Scrape CSV Files with Polars
Scraping CSV files from a website with Polars is simple. First, import Polars in your Jupyter notebook or Python script. If Polars is not installed, use the command pip install polars
. To scrape a specific CSV file, use the PL.read_csv
function and provide the link of the file, as you would with Pandas.
importpolarsaspllink="https://www.example.com/file.csv"df=pl.read_csv(link)print(df)
This will give you a Polars data frame with no indexes. As you can see, you can easily extract data from a website without having to download and then read in the file.
Scrape HTML Pages with Polars
Although Polars does not have a read HTML function, there is a workaround that you can use to turn tables from HTML pages into Polars data frames. First, install the libraries pandas, lxml, and pyarrow. Then import pandas and use the pd.read_html
function to extract the tables from the HTML pages.

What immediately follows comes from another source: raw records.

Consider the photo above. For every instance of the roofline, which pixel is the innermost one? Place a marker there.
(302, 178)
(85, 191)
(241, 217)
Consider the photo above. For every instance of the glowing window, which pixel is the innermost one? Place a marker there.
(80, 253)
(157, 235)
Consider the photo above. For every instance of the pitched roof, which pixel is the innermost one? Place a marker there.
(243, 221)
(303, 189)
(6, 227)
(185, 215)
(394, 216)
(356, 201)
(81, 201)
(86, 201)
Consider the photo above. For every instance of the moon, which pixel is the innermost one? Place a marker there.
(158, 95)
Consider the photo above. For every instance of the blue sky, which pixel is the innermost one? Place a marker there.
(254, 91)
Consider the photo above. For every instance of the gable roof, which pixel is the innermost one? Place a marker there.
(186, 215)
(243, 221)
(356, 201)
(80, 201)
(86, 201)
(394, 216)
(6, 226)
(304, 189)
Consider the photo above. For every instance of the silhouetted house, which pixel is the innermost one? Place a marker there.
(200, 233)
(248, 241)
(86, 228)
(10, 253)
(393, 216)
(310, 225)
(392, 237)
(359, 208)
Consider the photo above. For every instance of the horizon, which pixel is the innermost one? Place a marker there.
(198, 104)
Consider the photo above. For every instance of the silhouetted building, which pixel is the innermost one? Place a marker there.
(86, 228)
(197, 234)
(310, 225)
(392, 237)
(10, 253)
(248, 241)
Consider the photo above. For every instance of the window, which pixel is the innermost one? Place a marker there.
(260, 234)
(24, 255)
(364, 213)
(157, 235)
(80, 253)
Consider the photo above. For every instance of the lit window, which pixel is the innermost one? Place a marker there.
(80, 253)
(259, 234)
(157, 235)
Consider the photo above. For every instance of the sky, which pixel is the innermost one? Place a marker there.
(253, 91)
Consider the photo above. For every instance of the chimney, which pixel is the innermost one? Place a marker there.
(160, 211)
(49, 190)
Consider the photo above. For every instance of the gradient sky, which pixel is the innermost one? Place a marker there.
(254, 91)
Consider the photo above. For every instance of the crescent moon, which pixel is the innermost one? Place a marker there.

importpandasaspdlink="https://en.wikipedia.org/wiki/The_Simpsons"pandas_list=pd.read_html(link)print(pandas_list)
This will return a list of tables from the HTML page. To convert these Pandas data frames into Polars data frames, use the PL.from_pandas
function.
importpandasaspdimportpolarsaspllink="https://en.wikipedia.org/wiki/The_Simpsons"pandas_list=pd.read_html(link)polars_list=[pl.from_pandas(pandas_df)forpandas_dfinpandas_list]
This code will give you a list of Polars data frames equivalent to the original Pandas data frames.

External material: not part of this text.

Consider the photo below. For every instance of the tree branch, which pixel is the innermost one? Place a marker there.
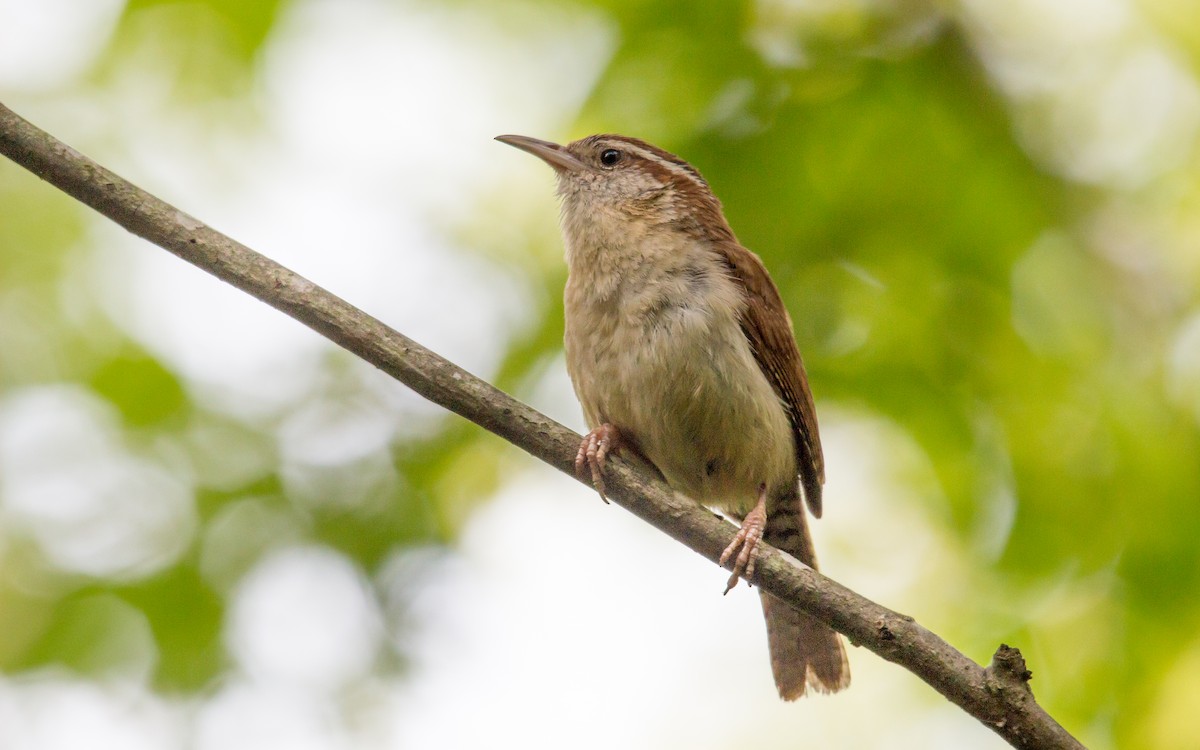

Work with Polars data in Quadstat
Once you have extracted data with Polars, you can work with that data in the spreadsheet tool, Quadstat. Quadstat is a powerful tool that combines the familiarity of a spreadsheet and the power of code.

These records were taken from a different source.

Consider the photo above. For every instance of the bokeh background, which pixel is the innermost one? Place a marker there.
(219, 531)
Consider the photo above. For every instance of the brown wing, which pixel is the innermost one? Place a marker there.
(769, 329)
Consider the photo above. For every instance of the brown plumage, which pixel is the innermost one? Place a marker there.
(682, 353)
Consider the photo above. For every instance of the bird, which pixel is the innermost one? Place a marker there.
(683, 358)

To try everything Quadstat has to offer for free, visit quadstat.com or click on the link in the description of this article.
Conclusion
Scraping data with Polars is straightforward and simple. With the use of Polars, you can extract data from websites without having to download and then read in the file. Although Polars does not currently have a read HTML function, there is a workaround to extract tables from HTML pages and turn them into Polars data frames. If you’re looking for a powerful tool to work with data extracted with Polars, Quadstat is an excellent option.